The tests/unit/application/fakes.py file provides fake implementations for all ports.
Package Structure¶
src/invariant/
├── catalog/ # Catalog component
│ ├── domain/entities/ # Study, Dataset, DataProduct, Variable
│ └── application/
├── identity/ # Identity component
│ ├── domain/entities/ # Concept, Universe, VariableSemantics
│ ├── domain/services/ # ComparabilityResolver
│ └── application/
├── semantic/ # Semantic component
│ ├── domain/entities/ # Metric, Dimension, GeoHierarchy, SemanticCatalog
│ ├── domain/services/ # MetricGraph
│ └── application/
├── query/ # Query component
│ ├── domain/ir/ # PlanNode, ScanNode, FilterNode, etc.
│ ├── domain/services/ # QueryPlanner, PostgresCompiler
│ ├── domain/value_objects/ # QuerySpec
│ └── application/
├── validation/ # Validation component
│ ├── domain/entities/ # RulesetPack
│ ├── domain/services/ # Validator, SemanticValidator
│ ├── domain/value_objects/ # Issue, Disclosure, Severity, Attribution
│ └── application/
├── reference/ # Reference component
│ ├── domain/entities/ # ReferenceSystem, Crosswalk
│ ├── domain/value_objects/ # Geography
│ └── application/
├── shared/ # Shared contracts
│ ├── contracts/ # Ids, Enums, ValueObjects (boundary types)
│ └── _adapters/ # Internal adapters
├── kernel/ # Facade entry point
│ └── invariant_kernel.py
├── domain/ # Legacy re-exports (backward compatibility)
│ ├── model/ # Re-exports to new locations
│ └── services/ # Re-exports to new locations
└── application/ # Shared application layer
├── dto/
├── ports/
├── use_cases/
└── services/
Key Design Decisions¶
Typed IDs¶
Every entity has a typed ID (e.g., StudyId, DatasetId) rather than raw UUIDs.
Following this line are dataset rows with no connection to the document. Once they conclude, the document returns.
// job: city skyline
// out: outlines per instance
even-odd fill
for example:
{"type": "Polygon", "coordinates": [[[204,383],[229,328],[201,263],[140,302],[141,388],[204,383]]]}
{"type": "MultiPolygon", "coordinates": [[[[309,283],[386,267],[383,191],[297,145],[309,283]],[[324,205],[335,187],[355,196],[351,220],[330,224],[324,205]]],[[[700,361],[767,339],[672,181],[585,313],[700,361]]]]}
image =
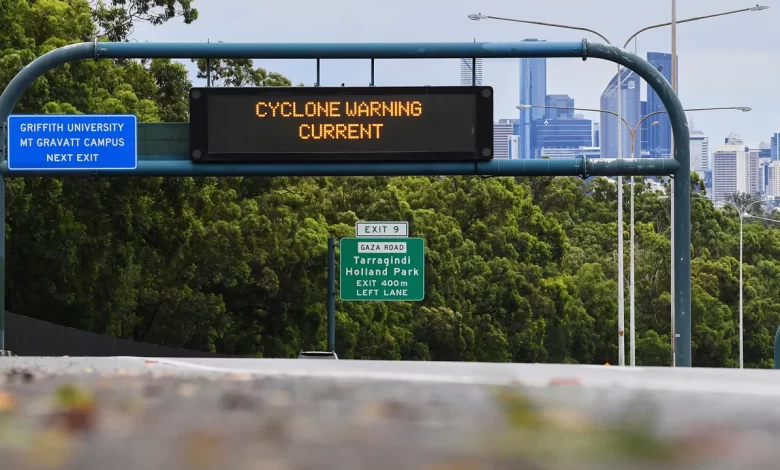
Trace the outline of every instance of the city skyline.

This prevents accidentally passing the wrong ID type.
Frozen Dataclasses¶
All domain models are frozen (immutable). This: - Prevents accidental mutation - Makes objects hashable - Simplifies reasoning about state
Protocol-Based Ports¶
Ports use typing.Protocol for structural (duck) typing rather than ABC inheritance. This keeps infrastructure decoupled from the kernel.
Query Plans Use IDs¶
QueryPlan uses VariableId references rather than variable names. This provides stability when variables are renamed.
Validation Before Execution¶
Queries must be validated before execution. The QueryEngine.execute() method assumes the plan is already valid.